Waktu terus berlalu. Jaka Tarub beranjak dewasa. Wajahnya tampan, tingkah lakunya pun sopan. Banyak gadis yang mendambakan untuk menjadi istrinya. Namun Jaka Tarub belum ingin beristri. Ia ingin berbakti kepada Mbok Randha yang dianggapnya sebagai ibunya sendiri. Ia bekerja semakin tekun, sehingga hasil sawah ladangnya melimpah. Mbok Randha yang pemurah akan membaginya dengan tetangganya yang kekurangan. “Jaka Tarub, Anakku. Mbok lihat kamu sudah dewasa. Sudah pantas meminang gadis. Lekaslah menikah, Simbok ingin menimang cucu,” kata Mbok Randha suatu hari.
“Tarub belum ingin, Mbok,” jawab Jaka Tarub.
“Tapi jika Simbok tiada kelak, siapa yang akan mengurusmu?” tanya Mbok Randha lagi.
“Sudahlah, Mbok. Semoga saja Simbok berumur panjang,” jawab Jaka Tarub singkat.
“Hari sudah siang, tetapi Simbok belum bangun. Kadingaren ...,” gumam Jaka Tarub suatu pagi. “Simbok sakit ya?” tanya Jaka Tarub meraba kening simboknya.
“Iya, Le,” jawab Mbok Randha lemah.
“Badan Simbok panas sekali,” kata Jaka Tarub cemas. Ia segera mencari daun dhadhap serep untuk mengompres simboknya. Namun rupanya umur Mbok Randha hanya sampai hari itu. Menjelang siang, Mbok Randha menghembuskan napas terakhirnya.
Sejak kematian Mbok Randha, Jaka Tarub sering melamun. Kini sawah ladangnya terbengkalai. “Sia-sia aku bekerja. Untuk siapa hasilnya?” demikian gumam Jaka Tarub.

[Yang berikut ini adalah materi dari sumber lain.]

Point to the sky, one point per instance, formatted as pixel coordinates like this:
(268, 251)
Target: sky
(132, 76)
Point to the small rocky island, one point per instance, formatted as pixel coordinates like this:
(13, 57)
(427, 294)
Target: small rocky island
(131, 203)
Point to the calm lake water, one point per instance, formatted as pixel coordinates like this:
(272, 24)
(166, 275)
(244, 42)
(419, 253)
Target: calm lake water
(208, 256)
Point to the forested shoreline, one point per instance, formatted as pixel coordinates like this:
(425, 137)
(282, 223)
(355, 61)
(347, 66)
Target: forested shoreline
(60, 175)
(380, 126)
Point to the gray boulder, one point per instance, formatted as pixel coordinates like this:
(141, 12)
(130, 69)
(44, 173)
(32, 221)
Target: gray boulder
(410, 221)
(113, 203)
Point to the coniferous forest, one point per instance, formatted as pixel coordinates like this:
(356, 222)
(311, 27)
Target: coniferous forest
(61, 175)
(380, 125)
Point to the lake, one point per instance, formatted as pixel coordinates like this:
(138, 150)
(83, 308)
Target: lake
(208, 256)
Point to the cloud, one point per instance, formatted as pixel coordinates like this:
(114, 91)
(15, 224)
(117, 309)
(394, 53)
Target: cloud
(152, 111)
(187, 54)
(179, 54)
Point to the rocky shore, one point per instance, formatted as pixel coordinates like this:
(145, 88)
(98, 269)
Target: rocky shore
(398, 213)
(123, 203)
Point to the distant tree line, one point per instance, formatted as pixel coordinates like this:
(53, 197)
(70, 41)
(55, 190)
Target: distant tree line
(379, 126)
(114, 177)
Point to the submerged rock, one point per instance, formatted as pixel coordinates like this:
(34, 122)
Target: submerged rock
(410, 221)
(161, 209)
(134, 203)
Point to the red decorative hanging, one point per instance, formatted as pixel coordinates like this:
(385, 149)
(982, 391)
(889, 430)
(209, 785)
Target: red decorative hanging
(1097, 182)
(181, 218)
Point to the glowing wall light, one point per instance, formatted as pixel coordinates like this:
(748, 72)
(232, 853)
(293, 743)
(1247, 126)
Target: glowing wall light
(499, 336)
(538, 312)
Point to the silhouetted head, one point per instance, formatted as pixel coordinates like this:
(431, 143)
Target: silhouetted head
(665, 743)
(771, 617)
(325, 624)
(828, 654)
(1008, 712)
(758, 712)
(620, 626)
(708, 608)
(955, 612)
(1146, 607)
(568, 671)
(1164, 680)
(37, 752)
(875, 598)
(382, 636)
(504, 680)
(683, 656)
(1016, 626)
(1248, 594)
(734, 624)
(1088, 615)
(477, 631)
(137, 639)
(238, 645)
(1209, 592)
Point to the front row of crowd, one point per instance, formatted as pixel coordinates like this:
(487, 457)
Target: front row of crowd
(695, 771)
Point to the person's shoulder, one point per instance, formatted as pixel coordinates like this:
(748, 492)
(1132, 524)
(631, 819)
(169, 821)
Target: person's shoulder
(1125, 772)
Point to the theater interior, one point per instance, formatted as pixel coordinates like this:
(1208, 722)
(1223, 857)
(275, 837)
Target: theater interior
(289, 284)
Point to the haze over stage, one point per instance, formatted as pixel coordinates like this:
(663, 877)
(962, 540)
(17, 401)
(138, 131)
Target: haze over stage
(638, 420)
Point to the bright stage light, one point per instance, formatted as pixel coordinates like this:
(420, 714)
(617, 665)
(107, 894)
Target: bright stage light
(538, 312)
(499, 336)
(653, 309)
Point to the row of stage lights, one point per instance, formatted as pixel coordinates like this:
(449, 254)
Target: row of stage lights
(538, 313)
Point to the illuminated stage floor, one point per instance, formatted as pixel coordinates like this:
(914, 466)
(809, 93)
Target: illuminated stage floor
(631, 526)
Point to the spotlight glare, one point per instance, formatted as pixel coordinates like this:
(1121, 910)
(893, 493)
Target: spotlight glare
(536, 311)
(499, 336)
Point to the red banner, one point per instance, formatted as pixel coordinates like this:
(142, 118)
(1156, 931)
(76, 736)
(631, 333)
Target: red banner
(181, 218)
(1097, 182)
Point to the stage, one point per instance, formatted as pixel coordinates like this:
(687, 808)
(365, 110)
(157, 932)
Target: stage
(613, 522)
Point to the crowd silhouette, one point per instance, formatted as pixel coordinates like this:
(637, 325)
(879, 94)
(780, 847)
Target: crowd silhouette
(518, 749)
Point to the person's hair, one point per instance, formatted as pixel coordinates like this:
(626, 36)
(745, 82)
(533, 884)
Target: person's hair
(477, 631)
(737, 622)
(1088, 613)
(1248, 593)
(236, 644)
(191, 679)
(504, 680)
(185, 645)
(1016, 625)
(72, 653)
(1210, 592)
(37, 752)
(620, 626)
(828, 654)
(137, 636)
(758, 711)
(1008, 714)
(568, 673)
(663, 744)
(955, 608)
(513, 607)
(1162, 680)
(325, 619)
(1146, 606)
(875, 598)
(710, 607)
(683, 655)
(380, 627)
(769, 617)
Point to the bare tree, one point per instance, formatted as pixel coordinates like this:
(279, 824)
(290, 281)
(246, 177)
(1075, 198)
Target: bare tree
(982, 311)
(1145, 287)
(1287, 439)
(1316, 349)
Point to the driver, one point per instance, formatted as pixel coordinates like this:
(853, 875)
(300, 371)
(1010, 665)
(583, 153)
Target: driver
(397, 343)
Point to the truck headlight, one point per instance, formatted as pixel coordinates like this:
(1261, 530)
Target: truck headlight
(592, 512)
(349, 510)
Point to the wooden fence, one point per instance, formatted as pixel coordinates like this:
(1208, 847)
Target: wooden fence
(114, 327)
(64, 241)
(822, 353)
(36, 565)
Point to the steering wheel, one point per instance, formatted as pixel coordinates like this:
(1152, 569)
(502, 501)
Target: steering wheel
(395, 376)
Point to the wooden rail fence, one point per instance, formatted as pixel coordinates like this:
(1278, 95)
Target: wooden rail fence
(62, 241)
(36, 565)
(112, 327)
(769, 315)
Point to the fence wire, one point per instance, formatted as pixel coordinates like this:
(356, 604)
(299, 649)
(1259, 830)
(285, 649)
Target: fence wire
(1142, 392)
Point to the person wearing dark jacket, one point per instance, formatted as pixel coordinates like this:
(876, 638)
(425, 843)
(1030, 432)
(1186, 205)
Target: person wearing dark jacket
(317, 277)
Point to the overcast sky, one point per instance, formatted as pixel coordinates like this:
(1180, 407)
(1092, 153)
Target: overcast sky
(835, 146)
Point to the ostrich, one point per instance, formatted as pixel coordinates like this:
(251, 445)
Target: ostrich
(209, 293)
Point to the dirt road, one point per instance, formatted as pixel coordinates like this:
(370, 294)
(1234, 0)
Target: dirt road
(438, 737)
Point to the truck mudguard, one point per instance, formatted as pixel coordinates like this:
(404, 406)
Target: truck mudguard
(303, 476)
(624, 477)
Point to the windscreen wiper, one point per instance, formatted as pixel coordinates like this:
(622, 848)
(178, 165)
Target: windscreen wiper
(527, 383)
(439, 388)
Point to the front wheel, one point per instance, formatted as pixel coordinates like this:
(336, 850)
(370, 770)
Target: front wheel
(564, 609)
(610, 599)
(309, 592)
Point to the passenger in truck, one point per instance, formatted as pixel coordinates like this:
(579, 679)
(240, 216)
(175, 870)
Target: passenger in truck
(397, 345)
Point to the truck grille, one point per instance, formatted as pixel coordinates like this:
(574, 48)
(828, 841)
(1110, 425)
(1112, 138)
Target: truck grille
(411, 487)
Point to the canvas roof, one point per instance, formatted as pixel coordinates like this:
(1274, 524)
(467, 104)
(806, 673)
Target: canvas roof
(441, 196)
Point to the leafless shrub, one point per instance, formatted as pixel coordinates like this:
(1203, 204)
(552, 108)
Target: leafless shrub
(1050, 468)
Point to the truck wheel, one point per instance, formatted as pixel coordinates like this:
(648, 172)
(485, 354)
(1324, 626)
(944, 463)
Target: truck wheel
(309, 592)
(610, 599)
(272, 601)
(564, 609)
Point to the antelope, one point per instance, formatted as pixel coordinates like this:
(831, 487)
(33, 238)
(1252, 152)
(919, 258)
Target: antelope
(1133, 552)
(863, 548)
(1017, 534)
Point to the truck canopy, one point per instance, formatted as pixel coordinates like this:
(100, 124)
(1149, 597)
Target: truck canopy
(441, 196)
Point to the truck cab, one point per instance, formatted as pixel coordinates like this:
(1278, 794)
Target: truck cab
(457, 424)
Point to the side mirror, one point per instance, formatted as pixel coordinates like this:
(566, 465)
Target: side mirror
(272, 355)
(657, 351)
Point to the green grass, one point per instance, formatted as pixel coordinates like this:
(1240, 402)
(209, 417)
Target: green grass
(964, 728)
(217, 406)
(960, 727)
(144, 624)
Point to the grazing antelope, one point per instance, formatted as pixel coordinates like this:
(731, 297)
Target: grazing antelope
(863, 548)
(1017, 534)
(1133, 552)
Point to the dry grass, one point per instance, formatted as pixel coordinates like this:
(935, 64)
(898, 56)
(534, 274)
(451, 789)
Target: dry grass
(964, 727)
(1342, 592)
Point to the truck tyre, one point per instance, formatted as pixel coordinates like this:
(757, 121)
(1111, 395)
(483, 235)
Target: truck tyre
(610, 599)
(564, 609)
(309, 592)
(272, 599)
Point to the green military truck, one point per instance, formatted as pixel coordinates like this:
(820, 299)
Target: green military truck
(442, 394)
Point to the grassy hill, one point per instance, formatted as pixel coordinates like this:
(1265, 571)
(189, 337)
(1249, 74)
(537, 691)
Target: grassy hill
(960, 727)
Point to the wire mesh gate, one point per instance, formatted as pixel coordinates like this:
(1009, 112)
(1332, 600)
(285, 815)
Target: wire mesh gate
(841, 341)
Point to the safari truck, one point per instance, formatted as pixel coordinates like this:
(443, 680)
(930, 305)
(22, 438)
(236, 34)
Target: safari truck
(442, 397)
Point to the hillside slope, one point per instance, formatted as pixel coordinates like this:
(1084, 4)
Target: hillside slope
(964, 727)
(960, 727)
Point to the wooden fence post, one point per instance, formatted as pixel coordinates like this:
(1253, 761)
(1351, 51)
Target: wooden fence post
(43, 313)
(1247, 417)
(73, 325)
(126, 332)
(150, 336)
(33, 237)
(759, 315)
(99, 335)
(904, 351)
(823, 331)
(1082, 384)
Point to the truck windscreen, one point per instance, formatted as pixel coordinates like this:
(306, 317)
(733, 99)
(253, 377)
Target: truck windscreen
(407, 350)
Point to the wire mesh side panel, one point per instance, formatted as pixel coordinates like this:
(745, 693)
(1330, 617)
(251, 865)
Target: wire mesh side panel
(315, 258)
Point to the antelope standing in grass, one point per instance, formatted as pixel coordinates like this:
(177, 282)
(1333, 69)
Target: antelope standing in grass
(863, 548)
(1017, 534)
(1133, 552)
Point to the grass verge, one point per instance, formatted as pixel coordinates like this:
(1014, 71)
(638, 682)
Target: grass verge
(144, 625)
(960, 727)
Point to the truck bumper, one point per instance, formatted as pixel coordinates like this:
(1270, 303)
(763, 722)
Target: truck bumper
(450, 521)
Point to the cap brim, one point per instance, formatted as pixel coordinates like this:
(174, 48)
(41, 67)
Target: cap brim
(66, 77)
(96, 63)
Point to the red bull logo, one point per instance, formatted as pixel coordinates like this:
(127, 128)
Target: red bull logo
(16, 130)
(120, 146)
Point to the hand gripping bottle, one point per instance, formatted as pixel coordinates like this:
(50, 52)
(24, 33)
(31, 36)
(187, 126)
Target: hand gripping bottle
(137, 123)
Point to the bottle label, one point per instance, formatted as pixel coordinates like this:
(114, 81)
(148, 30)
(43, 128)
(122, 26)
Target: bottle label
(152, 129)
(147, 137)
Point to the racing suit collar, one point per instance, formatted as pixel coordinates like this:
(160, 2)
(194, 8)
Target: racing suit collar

Suatu malam, Jaka Tarub bermimpi memakan daging rusa. Saat terbangun dari mimpinya, Jaka Tarub menjadi berselera ingin makan daging rusa. Maka pagi itu, Jaka Tarub pergi ke hutan sambil membawa sumpitnya. Ia ingin menyumpit rusa. Hingga siang ia berjalan, namun tak seekor rusa pun dijumpainya. Jangankan rusa, kancil pun tak ada. Padahal Jaka Tarub sudah masuk ke hutan yang jarang diambah manusia. Ia kemudian duduk di bawah pohon dekat telaga melepas lelah. Angin sepoi-sepoi membuatnya tertidur.
Tiba-tiba, sayup-sayup terdengar derai tawa perempuan yang bersuka ria. Jaka Tarub tergagap. “Suara orangkah itu?” gumamnya. Pandangannya ditujukan ke telaga. Di telaga tampak tujuh perempuan cantik tengah bermain-main air, bercanda, bersuka ria. Jaka Tarub menganga melihat kecantikan mereka. Tak jauh dari telaga, tergeletak selendang mereka. Tanpa pikir panjang, diambilnya satu selendang, kemudian disembunyikannya.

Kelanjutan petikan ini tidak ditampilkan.